Important Considerations & Internal Behavior

  • SocketChannel: The Response object holds a reference to the client's SocketChannel to write data directly.
  • Buffering: Text content is initially accumulated in a StringBuilder. Binary content (or text converted to binary) is written to a ByteArrayOutputStream.
  • Finalization in send():
    1. The HTTP status line is constructed.
    2. The final response body bytes are determined (from ByteArrayOutputStream or StringBuilder).
    3. If compression is enabled, the body bytes are GZIP-compressed.
    4. The Content-Length header is calculated based on the (potentially compressed) body size.
    5. All headers (including Content-Encoding if compressed, Content-Length, and Set-Cookie) are assembled.
    6. Headers and body are written to the SocketChannel as ByteBuffers.
  • Error Handling: send() includes basic error handling for IOExceptions like "Broken pipe" or "Connection reset", logging other errors.
  • State after send(): The internal ByteArrayOutputStream is reset after send() is called.
  • isSend(): This method indicates if content has been written to the internal bufferOut (binary buffer).
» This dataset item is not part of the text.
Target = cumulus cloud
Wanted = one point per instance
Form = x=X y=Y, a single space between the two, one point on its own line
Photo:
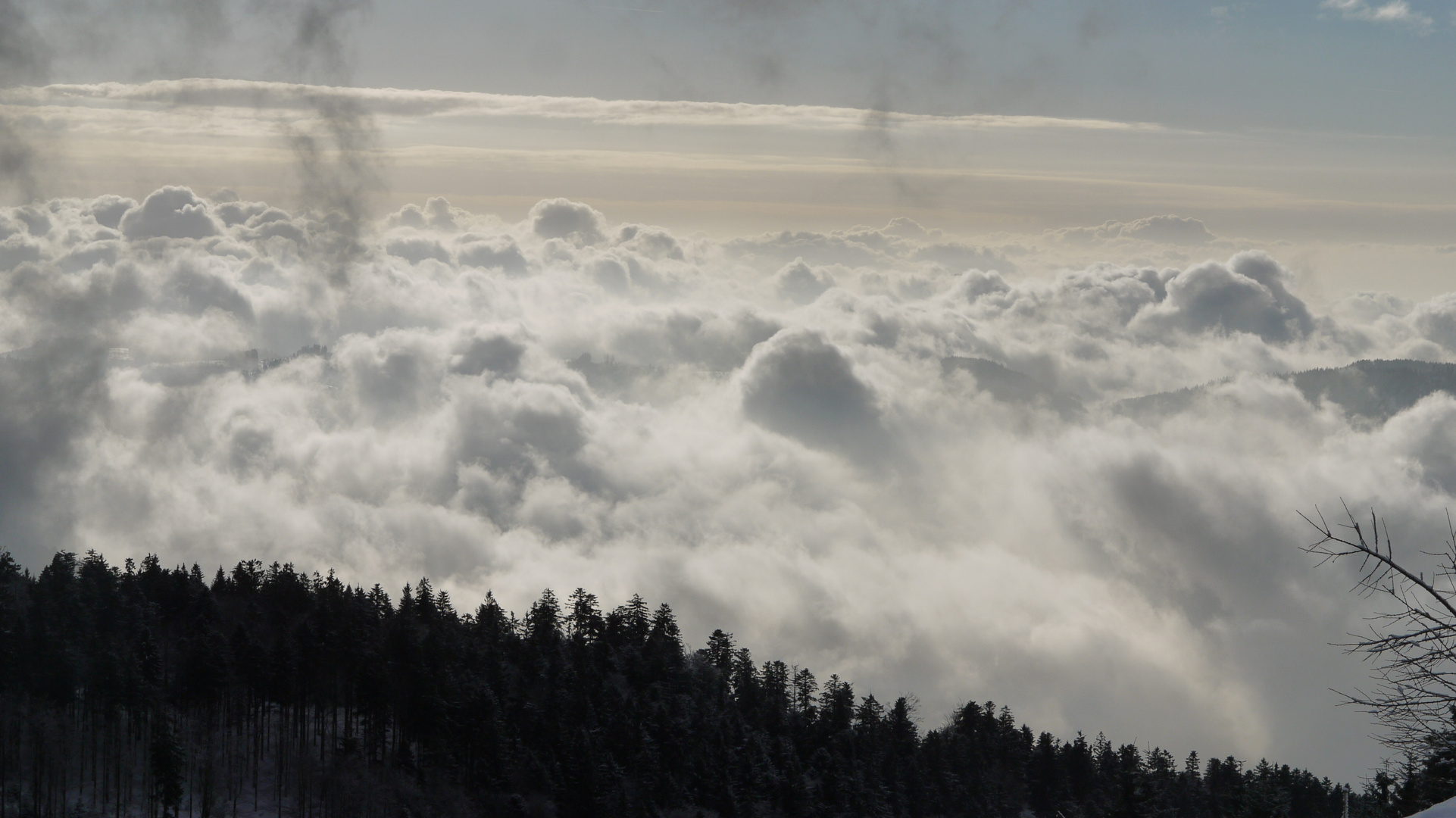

It does not reflect content solely in the text body StringBuilder.
  • toByteBuffer(): Returns a ByteBuffer wrapping the content of the internal bufferOut. If bufferOut is null or empty, an empty ByteBuffer is returned. It does not include content from the text body StringBuilder unless write(byte[], ...) was called after text was added to body.

Example Usage

// In a CabinServer handler
server.get("/greet", (req, res) -> {
res.setStatusCode(200);
res.setContentType("text/plain; charset=UTF-8");
res.setCookie("greeting", "hello", "example.com", "/", "Wed, 09 Jun 2027 10:00:00 GMT", true, false);
res.writeBody("Hello from CabinJ!");
res.send();
});

// Example with POJO response
// public class ApiResponse {
// private String status;
// private Object data;
// // Constructors, getters, setters
// }
server.post("/submit-data", (req, res) -> {
// ... process request ...
Object processedData = req.getBody(); // Assuming req.getBody() gives parsed JSON or other object
ApiResponse apiResponse = new ApiResponse("success", processedData);

res.enableCompression(); // Enable GZIP for this potentially larger JSON response
res.send(apiResponse); // Sends ApiResponse POJO as JSON with GZIP encoding
});

server.get("/download/report.pdf", (req, res) -> {
try {
byte[] pdfData = Files.readAllBytes(Paths.get("reports/report.pdf"));
res.setContentType("application/pdf");
res.setHeader("Content-Disposition", "attachment; filename=\"report.pdf\"");
res.send(pdfData);
} catch (IOException e) {
res.setStatusCode(500);
res.send("Error reading file."); // Sends plain text error
}
});

The Response object in CabinJ provides a robust and developer-friendly way to construct and deliver HTTP responses.